別冊文藝春秋

『3月10日』小川哲――別冊コラム「あの日」

文: 小川 哲

電子版17号

「別冊文藝春秋 電子版17号」(文藝春秋 編)

 大学の春休みだった。僕は高校卒業以来、一度も会っていなかった同級生の女の子と、新宿で映画を観る約束をしていた。自宅から最寄り駅に向かう途中で、突然まっすぐ歩けなくなった。一瞬、二日酔いを疑ったが、すぐに周りの建物が揺れていることに気がついた。揺れているのは僕ではなく、地球だった。それが三月十一日午後三時前、あの地震が起こったときの記憶だ。

 今でも一年に一度くらい、そのときの話をする。みんなもよく覚えている。会社の資料が散らかったこと、冷蔵庫が動いたこと、携帯が繋がりづらくなったこと、家まで歩いたこと。

 友人たちに「三月十日に何をしていたか」と聞いてみたことがある。特に意味のない質問だったし、誰も覚えているわけがないと思った。案の定、誰も覚えていなかった。もちろん僕も覚えていない。でも、僕たちには三月十日があった。それは間違いない。翌日に何が起こるのか知ることもなく、その日を生きていた。

 僕はこのエッセイのために、今から自分が三月十日に何をしていたのか、可能なかぎり思い出してみようと思う。

 まず、三月十一日の記憶そのものが手がかりとなっている。地震が起きた瞬間に、僕は二日酔いを疑っている。つまり、前日に酒を飲んでいたということだ。その仮説を検証するために、当時のスマホを見る。三月十一日、件の同級生とは新宿で午後三時に待ち合わせている。地震があったのは午後三時前だから、僕は遅刻しつつあったということだ。ここからひとつの仮説が生まれる。昔から僕は、予定が詰まっていなければ、いつも約束のかなり前に現地へ行き、喫茶店などで読書をしながら時間を潰していた。その日の待ち合わせは午後三時で、特に朝が早いわけでもない。普通なら地震の瞬間は新宿の喫茶店にいるはずだし、そもそも数年ぶりに会う女の子との約束に遅刻する可能性は低い。だが、その日は事実として遅刻しつつあり、最寄り駅に向かう途中で地震に遭っている。
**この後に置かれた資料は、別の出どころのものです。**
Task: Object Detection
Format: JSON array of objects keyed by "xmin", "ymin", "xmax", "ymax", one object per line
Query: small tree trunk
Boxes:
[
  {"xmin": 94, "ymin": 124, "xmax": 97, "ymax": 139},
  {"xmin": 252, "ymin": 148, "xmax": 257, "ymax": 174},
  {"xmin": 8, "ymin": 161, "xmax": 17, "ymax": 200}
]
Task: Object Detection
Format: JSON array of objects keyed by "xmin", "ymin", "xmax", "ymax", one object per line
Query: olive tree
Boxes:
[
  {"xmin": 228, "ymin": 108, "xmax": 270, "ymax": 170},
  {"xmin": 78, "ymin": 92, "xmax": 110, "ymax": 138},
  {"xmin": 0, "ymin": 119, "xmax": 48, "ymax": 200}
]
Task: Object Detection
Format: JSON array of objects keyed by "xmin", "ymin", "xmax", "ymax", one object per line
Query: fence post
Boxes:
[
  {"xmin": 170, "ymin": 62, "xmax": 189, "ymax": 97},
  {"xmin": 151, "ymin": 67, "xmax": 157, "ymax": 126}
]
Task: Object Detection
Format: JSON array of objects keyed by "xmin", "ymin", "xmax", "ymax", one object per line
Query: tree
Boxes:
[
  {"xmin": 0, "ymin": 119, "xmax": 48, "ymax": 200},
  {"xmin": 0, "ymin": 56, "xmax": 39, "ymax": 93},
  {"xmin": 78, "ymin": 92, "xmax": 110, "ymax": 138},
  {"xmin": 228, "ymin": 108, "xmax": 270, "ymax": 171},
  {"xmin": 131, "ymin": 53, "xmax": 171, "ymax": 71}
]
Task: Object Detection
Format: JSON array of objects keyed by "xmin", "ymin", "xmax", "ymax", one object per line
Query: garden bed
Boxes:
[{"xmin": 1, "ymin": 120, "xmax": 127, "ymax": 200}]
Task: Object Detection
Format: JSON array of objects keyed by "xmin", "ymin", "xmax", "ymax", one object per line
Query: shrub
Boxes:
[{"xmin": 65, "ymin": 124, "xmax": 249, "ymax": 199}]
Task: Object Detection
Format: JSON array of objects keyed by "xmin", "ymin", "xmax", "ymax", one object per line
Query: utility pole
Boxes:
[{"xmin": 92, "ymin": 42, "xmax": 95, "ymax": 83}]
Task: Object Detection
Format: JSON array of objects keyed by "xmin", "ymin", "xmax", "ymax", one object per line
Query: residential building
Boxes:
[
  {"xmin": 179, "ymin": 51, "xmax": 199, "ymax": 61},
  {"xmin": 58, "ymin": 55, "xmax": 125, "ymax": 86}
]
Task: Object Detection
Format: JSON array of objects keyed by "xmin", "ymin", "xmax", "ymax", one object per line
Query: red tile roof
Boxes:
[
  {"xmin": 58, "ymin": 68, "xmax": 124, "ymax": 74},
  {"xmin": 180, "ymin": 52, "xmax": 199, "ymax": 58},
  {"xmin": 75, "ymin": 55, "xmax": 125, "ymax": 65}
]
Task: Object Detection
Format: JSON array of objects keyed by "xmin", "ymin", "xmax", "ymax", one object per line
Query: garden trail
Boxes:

 僕は三月十日、誰かと朝まで酒を飲んでいて、そのせいで寝坊したのではないか――これが仮説だ。その場合、いったい誰と酒を飲んでいたのかが問題になる。

 だが、ここで頭をかかえてしまう。スマホには、三月十日に誰かと通話をした記録も、待ち合わせをした記録もない。その日のメールは、ロビーニョというサッカー選手の悪口と、後輩とやっていたハイデガーの読書会の話、三日後に行くスノボ旅行の話(結局中止になる)、翌日の映画の待ち合わせ時間の確認だけだった。つまり、僕が三月十日の夜に誰かと酒を飲んだ可能性は低い。かなりの確率で、僕は三月十日、“特に何もしていなかった”。

 それではなぜ僕は、“地震が起こったときに二日酔いを疑ったのだろうか”。僕は一人で酒を飲むことがないので、前日に誰かと飲んでいなかったら、二日酔いの可能性を疑うことすらありえないはずだ。
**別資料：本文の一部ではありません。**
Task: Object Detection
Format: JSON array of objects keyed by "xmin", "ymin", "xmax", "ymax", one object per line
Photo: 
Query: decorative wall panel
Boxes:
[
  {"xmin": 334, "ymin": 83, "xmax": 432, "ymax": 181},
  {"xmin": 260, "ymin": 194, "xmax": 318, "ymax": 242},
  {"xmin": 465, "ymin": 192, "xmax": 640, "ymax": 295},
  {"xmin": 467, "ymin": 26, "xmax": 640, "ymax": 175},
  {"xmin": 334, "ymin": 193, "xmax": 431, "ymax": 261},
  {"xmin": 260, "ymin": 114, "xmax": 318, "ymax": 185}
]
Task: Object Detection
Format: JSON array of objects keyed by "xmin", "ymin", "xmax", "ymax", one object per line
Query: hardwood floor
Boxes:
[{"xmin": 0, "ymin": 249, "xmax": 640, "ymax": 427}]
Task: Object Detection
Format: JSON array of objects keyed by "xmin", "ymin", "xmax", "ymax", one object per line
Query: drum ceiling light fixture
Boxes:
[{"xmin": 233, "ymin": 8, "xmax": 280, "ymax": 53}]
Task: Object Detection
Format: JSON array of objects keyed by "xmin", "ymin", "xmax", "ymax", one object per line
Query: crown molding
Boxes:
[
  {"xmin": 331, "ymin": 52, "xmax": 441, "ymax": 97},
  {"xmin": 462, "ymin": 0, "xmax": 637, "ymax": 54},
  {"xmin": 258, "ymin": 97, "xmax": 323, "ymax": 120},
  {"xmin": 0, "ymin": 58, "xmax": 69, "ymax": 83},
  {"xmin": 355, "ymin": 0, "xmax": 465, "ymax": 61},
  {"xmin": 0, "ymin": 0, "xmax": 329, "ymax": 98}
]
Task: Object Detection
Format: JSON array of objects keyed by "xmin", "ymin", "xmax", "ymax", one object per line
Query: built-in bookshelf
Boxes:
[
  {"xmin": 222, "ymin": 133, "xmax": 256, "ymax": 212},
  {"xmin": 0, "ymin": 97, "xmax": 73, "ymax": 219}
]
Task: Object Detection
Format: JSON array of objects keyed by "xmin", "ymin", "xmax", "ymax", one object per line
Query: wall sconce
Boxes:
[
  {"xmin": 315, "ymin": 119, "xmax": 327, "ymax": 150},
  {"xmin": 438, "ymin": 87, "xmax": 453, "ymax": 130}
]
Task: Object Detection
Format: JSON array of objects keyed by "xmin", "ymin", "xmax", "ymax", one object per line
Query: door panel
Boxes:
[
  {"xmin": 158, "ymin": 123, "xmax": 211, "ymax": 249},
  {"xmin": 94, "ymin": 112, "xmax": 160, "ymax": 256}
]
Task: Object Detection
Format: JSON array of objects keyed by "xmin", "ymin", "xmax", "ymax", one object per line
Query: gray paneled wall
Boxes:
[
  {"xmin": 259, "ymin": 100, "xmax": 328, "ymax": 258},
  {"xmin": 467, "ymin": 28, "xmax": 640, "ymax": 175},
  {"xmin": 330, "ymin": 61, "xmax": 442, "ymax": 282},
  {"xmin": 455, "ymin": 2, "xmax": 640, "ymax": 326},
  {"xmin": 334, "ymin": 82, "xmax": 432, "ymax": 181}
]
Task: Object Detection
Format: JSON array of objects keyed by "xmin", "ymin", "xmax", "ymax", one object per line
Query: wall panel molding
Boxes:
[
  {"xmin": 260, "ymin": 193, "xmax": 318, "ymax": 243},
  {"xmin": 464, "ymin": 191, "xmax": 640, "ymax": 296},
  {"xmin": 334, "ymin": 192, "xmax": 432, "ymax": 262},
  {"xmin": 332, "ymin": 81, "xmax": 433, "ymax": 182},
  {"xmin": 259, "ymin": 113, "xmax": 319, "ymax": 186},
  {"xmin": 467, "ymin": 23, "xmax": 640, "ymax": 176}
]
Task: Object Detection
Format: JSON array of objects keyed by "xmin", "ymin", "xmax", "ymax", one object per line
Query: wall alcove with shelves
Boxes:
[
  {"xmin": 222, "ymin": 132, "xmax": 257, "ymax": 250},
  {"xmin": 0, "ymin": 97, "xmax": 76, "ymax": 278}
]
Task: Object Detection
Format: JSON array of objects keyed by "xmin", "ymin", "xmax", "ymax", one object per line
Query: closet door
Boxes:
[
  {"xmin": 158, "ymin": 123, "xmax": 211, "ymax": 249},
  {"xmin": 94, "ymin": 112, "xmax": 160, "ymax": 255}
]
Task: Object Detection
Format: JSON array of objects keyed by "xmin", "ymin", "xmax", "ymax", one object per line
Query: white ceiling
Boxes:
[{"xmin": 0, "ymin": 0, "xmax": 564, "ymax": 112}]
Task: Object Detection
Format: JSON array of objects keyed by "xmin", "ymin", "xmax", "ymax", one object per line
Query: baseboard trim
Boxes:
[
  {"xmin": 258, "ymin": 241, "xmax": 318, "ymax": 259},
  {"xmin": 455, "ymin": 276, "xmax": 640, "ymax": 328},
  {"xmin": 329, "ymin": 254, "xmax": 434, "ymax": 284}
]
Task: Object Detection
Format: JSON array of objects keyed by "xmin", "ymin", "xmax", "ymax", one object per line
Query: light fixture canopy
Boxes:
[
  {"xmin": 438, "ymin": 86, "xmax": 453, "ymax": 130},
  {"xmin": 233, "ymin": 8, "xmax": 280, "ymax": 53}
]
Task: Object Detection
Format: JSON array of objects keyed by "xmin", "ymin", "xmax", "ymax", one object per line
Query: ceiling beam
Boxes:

 そこでさらに遡ってスマホの記録を調べると、別の可能性が浮かび上がってくる。“三月九日”、僕は友人と朝まで酒を飲んでいて、三月十日はおそらく午後四時ごろに起床している。また三月七日には件の読書会をしていて、その読書会は午後三時開始だったが、なんと僕は“寝坊している”。

 簡単な話だ。当時の僕は、昼夜が逆転していたのだ。おそらく地震の日も寝坊して、遅刻しそうになった。だが、午後三時の待ち合わせに「寝坊した」という釈明はあまりにもみっともない。そこで僕は朝まで酒を飲んでいたことにしたのだろう。苦難の末ようやく新宿で会った同級生に「地震が起きたとき、二日酔いを疑った」という話をすることで、嘘を首尾一貫させようとしたのかもしれない。そしてその捏造された記憶が、いつの間にか僕の正史になっていた。

 三月十日――その日僕は、とりたてて何かをしていたわけではなかった。太平洋のどこかでは、プレートの歪みが着々と大きくなっていた。僕は一人で夜更かしをした。そして、その日の記憶は永遠に失われてしまった。

おがわ・さとし/一九八六年、千葉県生まれ。東京大学大学院総合文化研究科博士課程在籍中。二〇一五年に『ユートロニカのこちら側』で第三回ハヤカワSFコンテスト〈大賞〉を受賞しデビュー。一七年八月、第二作『ゲームの王国』(上下)刊行。